What I didn’t include in the book was what she said about trying to guess at her coworkers’ sense of humor onscreen. So, this week, I went back to my transcripts from 2022 and found this telling passage: “You think that someone might be humorous or saying something in jest, and then when we're actually having a meeting, where I'm seeing faces onscreen, you find out that, Oh no like they weren’t joking about that. They're dead serious right now.”
So far, this newsletter’s trend, study, and story have shown how humor can be risky at work—which leaves unanswered this week’s question: What might laughter be good for at work? That’s a question that brings us to a mode/switch worth making.
A Shift
The linguist Kenneth Burke used to say that we should laugh this week about what made us cry last week. He didn’t mean trivializing serious things. But he did mean loosening our death-grip on one fixed interpretation of our experience. Don’t get locked in, Burke might say. Be flexible in how you make sense of your life and work.
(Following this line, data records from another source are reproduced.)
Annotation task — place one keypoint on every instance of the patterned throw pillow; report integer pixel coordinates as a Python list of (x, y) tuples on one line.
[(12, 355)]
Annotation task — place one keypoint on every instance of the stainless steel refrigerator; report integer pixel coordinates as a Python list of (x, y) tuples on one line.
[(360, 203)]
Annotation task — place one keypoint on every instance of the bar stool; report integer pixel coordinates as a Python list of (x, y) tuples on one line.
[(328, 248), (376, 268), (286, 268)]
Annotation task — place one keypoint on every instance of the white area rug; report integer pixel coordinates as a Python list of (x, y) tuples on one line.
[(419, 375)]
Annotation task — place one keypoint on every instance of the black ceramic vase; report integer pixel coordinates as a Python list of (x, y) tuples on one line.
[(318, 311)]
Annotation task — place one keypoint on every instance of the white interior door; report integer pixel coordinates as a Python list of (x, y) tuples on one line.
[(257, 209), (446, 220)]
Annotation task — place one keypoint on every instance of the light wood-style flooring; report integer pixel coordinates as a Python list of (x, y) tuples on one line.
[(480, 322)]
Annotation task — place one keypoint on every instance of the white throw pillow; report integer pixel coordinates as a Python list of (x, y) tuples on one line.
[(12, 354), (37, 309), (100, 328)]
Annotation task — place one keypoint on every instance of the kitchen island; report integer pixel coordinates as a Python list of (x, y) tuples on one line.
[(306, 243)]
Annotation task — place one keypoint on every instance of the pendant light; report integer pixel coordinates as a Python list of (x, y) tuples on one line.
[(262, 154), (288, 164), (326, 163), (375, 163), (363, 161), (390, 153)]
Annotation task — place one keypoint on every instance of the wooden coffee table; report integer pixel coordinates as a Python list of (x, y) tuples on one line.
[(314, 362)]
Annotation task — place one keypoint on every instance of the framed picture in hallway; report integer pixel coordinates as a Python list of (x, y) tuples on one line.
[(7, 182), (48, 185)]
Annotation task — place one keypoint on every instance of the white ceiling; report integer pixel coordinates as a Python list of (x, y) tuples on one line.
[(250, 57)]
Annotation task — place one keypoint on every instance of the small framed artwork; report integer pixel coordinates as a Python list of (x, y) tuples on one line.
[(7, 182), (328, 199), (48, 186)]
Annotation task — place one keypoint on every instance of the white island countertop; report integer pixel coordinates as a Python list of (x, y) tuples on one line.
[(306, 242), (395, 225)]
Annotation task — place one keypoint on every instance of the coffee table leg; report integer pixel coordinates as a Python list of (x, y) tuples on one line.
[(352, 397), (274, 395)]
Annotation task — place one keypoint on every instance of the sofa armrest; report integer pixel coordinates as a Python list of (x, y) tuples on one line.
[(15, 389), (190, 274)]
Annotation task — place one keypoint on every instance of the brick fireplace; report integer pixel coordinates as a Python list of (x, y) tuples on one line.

So, that’s my mode/switch for this week: laugh at what could otherwise make you cry.
What good will that do? For starters, it helps make your cognition more supple. It keeps you from locking in to one emotional state. And it frees to you to pursue your goals for your own flourishing and that of others.
So, when you get that email and your face reddens, your heart speeds up, and your lips start to quiver, you don’t have to resort to what our Mode/Switch Pod guest David Beckemeyer has called outrage overload. Instead, let laughter rename your situation. The great gift of laughter is that it doesn’t require you to say anything. But it’s message is audible all the same.
Laughter’s not always the best medicine, of course. Corporations like Google practice “laughter yoga” in which people exercise and giggle to build mental health. That sounds like a short-term solution. And for some people, the forced laughter can open yet another pathway into workplace sadness. Unless the technique fits into a larger strategy for workplace wellbeing, it’s likely to run out of laughing gas.
But even so, I recommend trying to laugh at what makes you mad or weepy.
Personal story: In my own marriage, few things have frustrated me more than my spouse’s habit of interrupting a perfectly good quarrel by laughing. But I have to admit the longterm wisdom of mirth. Even an untimely chuckle can get you un-stuck.
I don’t recommend laughing in your angry coworker’s face, of course. But when you yourself feel stuck in a story your brain is telling you, you might try using laughter to play what Acceptance and Commitment Therapy calls The Impossible Game:
You notice a sucky thing that’s just happened to you.
You notice that your brain’s starting to spin a very limiting story about how this job is an eternal pit of suckiness.
Instead of giving into that story, you decide—just for funsies—to do what feels impossible. That might mean opening your spreadsheet and tying down that list one more time. Or it might mean requesting a meeting with your supervisor. Or it might just mean returning to the committee table and the conversation you’ve come to dread. Whatever is, and however you feel, you just do the impossible.
But wait—where’s the laughter? Here’s my proposed addition to the game: It takes gumption to cross the gap between “I’m feeling terrible” and “I’m gonna do the impossible next task.” Gumption—or maybe laughter. Try snickering or even guffawing at the zaniness of the situation. That amusement may just provide what G. K. Chesterton called the “supreme strength” that “is shown in levity."